Top: Correlation Analyses Examining the Relationship Between Binaural Summation and Performance Asymmetry for Same-Sex and Different-Sex Maskers Across Listener Groups. Bottom: Correlation analyses examining the relationship between binaural summation and performance level (i.e., SRTs at the better-performing ear) for same-sex and different-sex maskers acros listener groups

Binaural summation as a function of the SRT at the better-performing ear across all masker conditions
Discussion
The data indicate that binaural summation was highly variable for speech-in-speech recognition, consistent with prior findings obtained with steady-noise maskers in CI listeners (Yoon et al., 2011, 2015). The magnitude of summation (Table 4) and performance asymmetry (Table 5) for the different listening groups depended on masker sex. Performance asymmetry with the different-sex maskers increased substantially in the AHL and SSD groups, but much less so in the BiCI and NH groups. A significant but weak correlation between performance asymmetry and binaural summation was observed in some within-group comparisons, but not in across-group comparisons. This suggests a complex relationship between performance asymmetry and binaural summation that depends on the listening configuration (full acoustic+full acoustic, limited acoustic+electric, full acoustic+electric, electric+electric).

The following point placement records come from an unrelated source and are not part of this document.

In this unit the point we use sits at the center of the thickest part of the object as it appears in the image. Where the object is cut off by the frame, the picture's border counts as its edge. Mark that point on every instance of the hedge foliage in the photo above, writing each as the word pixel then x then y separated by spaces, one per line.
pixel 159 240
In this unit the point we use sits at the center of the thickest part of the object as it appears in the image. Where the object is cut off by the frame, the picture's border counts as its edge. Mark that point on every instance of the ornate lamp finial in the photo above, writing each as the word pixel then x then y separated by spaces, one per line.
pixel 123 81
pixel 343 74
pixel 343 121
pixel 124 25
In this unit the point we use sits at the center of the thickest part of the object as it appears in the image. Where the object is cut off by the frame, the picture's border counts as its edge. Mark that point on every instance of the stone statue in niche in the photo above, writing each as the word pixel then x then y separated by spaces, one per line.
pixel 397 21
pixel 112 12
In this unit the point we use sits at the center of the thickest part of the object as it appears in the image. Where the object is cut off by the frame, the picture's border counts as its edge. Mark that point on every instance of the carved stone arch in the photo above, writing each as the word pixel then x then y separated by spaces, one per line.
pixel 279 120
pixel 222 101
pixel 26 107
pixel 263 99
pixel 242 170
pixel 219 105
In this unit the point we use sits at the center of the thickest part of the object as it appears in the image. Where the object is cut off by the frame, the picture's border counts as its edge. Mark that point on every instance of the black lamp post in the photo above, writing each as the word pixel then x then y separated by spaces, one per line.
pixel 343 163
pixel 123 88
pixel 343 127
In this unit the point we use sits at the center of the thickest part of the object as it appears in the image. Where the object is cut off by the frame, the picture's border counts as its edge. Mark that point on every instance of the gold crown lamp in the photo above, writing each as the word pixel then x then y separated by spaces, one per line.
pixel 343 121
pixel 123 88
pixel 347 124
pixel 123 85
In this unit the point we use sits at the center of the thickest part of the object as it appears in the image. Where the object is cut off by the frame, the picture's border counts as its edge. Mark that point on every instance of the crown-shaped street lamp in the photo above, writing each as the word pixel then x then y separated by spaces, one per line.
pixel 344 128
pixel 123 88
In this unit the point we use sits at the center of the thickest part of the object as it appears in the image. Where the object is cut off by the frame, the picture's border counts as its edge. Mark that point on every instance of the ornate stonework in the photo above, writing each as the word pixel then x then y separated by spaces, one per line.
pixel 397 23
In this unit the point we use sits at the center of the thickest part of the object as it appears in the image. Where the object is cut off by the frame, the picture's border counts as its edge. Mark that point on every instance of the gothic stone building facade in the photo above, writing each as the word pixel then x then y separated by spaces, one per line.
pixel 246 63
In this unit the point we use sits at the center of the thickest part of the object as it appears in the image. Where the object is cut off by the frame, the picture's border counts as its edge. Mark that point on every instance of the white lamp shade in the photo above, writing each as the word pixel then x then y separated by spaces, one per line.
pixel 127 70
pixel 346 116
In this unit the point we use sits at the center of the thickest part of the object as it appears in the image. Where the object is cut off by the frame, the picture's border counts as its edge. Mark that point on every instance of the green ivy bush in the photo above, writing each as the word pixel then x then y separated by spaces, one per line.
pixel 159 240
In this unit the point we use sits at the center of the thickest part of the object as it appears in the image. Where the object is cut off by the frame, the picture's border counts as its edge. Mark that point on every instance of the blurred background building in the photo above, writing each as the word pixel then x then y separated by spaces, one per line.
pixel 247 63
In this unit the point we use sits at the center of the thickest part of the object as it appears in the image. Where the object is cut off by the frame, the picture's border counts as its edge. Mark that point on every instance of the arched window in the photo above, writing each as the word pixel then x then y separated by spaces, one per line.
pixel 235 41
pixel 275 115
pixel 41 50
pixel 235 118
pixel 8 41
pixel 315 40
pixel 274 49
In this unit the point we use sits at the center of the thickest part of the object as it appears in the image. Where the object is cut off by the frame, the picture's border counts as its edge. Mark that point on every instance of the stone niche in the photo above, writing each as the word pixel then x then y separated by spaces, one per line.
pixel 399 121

Association Between Interaural Performance Asymmetry and Binaural Summation
Previous studies have reported a significant negative correlation between interaural asymmetry and binaural summation in BiCI users (Litovsky et al., 2006; Mosnier et al., 2009; Polonenko et al., 2018; Yoon et al., 2011) and Bimodal CI users (Yoon et al., 2015), suggesting that asymmetry can at least partly account for the variability in summation benefits for speech recognition in steady noise. For the present speech-in-speech recognition, the magnitude of performance asymmetry varied significantly across listener groups and masker sex. With the same-sex maskers, the magnitude of asymmetry was significantly larger for the BiCI than for the NH group; with the different-sex maskers the magnitude of asymmetry was significantly larger for the AHL and SSD groups than for the NH group. For the AHL and SSD groups, the magnitude of asymmetry was significantly larger with the different-sex than with the same-sex maskers (Table 5). Thus, there appears to be an inter-dependence between listener group and the availability of voice segregation cues for interaural asymmetry.

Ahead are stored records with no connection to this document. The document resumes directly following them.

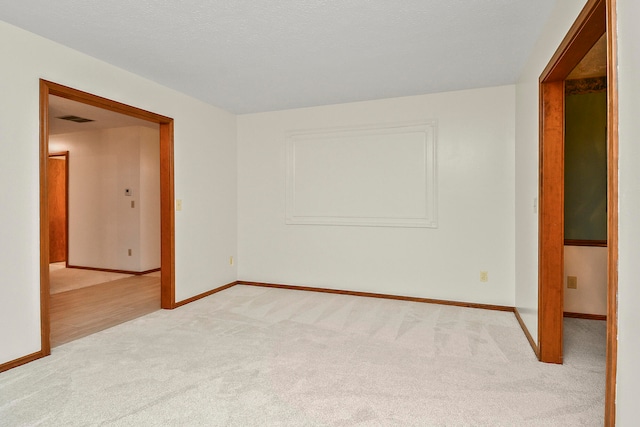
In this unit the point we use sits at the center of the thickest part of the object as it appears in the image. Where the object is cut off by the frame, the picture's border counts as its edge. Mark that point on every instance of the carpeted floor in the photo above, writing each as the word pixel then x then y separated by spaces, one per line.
pixel 252 356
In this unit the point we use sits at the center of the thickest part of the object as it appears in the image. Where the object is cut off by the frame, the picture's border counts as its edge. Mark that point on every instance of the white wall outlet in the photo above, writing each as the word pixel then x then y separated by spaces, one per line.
pixel 484 276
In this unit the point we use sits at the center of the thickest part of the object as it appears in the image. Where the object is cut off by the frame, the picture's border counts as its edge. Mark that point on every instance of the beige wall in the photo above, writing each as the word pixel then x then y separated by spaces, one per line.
pixel 589 265
pixel 102 224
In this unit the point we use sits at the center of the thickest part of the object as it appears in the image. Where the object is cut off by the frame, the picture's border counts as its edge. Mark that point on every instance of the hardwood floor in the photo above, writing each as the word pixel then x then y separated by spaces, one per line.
pixel 81 312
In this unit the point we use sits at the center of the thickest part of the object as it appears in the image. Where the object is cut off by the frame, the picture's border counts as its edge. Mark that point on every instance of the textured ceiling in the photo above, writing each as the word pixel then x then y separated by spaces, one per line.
pixel 259 55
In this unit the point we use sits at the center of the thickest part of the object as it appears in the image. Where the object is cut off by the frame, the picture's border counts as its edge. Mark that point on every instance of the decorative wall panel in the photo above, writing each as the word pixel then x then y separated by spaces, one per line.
pixel 366 176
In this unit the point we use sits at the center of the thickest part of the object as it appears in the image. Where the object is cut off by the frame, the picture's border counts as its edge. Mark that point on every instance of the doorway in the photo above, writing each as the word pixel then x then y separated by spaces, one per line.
pixel 597 18
pixel 58 184
pixel 167 256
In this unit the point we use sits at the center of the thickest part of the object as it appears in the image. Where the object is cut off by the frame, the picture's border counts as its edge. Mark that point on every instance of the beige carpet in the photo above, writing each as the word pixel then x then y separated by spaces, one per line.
pixel 252 356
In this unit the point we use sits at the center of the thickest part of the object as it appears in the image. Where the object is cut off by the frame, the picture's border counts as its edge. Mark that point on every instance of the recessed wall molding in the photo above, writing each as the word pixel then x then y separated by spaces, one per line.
pixel 383 175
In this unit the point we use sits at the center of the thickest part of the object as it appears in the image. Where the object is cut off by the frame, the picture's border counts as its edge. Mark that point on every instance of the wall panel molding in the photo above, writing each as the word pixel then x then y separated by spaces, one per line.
pixel 381 175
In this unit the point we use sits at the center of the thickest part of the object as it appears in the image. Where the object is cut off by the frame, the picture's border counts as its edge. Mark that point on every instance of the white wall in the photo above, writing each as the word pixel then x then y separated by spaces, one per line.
pixel 475 191
pixel 628 410
pixel 589 265
pixel 526 159
pixel 205 176
pixel 102 224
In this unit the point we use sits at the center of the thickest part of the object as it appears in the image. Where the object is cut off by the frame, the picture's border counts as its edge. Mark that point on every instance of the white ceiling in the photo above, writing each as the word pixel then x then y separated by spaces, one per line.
pixel 259 55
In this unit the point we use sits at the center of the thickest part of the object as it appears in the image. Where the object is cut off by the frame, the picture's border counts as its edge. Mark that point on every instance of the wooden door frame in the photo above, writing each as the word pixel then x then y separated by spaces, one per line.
pixel 167 215
pixel 597 18
pixel 65 154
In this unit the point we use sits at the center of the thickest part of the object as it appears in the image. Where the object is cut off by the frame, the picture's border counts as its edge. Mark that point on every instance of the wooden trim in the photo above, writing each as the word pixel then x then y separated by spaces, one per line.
pixel 587 29
pixel 574 242
pixel 376 295
pixel 527 334
pixel 21 361
pixel 45 332
pixel 596 18
pixel 105 103
pixel 551 227
pixel 108 270
pixel 204 294
pixel 584 316
pixel 167 219
pixel 612 209
pixel 167 213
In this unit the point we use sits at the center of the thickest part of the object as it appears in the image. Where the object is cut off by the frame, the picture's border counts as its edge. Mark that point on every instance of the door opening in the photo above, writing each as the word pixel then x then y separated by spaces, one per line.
pixel 167 255
pixel 597 18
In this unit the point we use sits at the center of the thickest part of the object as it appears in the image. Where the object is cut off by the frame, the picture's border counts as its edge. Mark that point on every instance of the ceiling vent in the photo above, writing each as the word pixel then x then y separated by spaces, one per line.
pixel 74 119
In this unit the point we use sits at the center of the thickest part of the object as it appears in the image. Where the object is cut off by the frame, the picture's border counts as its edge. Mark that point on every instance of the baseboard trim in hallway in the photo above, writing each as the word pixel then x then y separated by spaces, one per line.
pixel 383 296
pixel 204 294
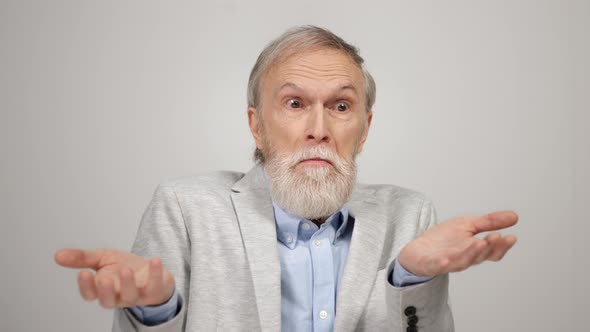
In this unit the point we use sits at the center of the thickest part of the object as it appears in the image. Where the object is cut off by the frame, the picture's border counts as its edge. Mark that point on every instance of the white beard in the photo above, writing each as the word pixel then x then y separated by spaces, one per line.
pixel 310 191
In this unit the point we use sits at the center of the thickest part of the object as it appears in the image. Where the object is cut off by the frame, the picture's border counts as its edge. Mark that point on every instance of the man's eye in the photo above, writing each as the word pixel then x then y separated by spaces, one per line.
pixel 342 107
pixel 294 103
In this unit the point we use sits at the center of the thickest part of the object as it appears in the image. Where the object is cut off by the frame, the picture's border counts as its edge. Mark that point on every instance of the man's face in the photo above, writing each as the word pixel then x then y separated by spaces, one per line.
pixel 310 127
pixel 313 99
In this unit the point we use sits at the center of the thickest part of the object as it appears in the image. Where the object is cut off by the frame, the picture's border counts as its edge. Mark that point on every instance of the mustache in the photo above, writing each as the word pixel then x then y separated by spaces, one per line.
pixel 317 152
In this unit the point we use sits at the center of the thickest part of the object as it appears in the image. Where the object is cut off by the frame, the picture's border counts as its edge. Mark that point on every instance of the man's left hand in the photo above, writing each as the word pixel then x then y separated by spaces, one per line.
pixel 452 246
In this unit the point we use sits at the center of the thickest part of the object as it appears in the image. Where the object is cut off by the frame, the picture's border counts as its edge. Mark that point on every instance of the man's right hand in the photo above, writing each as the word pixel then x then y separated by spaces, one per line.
pixel 121 280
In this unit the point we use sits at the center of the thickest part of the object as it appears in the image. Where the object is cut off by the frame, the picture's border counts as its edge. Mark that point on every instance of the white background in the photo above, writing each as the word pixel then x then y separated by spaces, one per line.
pixel 482 105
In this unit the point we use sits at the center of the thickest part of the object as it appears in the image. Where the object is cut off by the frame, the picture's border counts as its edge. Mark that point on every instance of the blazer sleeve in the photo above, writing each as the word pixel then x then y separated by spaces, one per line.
pixel 425 306
pixel 162 233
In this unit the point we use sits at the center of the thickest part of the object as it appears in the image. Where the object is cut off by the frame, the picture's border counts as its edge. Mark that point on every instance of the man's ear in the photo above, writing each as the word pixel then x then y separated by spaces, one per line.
pixel 368 119
pixel 255 126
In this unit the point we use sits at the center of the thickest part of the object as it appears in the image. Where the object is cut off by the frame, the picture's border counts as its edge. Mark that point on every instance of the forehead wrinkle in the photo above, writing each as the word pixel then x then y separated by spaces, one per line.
pixel 341 87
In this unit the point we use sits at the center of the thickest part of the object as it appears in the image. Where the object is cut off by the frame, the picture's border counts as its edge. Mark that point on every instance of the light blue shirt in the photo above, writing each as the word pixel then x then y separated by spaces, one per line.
pixel 312 263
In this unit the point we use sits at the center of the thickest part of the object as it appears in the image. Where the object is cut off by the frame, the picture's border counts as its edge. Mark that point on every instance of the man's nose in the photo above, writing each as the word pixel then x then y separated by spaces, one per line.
pixel 317 126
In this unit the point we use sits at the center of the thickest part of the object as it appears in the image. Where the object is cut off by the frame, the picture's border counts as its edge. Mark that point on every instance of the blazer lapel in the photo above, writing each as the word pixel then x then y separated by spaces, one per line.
pixel 365 252
pixel 253 206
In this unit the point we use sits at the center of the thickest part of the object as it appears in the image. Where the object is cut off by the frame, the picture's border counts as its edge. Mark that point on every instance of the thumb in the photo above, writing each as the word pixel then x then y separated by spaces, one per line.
pixel 495 221
pixel 77 258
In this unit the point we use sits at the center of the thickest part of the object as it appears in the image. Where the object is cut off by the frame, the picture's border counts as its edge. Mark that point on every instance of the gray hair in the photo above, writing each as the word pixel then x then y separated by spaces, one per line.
pixel 296 40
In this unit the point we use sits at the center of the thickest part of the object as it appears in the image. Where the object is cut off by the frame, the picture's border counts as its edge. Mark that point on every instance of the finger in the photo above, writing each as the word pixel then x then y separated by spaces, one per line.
pixel 106 292
pixel 86 285
pixel 76 258
pixel 490 240
pixel 129 292
pixel 495 221
pixel 502 248
pixel 468 256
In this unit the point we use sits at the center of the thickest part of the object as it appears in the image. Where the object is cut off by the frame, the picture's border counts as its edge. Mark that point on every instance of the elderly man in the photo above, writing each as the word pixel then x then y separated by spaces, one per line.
pixel 295 244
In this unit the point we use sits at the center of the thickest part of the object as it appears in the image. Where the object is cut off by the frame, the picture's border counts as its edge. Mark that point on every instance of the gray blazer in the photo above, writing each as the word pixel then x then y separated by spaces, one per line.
pixel 216 234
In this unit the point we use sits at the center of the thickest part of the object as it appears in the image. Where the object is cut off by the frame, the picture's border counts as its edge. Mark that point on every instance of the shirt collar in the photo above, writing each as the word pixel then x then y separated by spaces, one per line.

Across listener groups, the relationship between interaural performance asymmetry and summation was not consistent. For example, the largest interaural asymmetry and the largest summation were observed in the SSD group with the different-sex maskers. This outcome is not consistent with previous findings that show a significantly negative correlation between interaural performance asymmetry and binaural summation in BiCI (Yoon et al., 2011) and bimodal CI users (Yoon et al., 2015). Conversely, the AHL group with the different-sex maskers exhibited poor summation but substantial interaural performance asymmetry. Further complicating the picture, interaural asymmetry was significantly (negatively) associated with summation in the NH group with the same-sex maskers and in the AHL group with the different-sex maskers.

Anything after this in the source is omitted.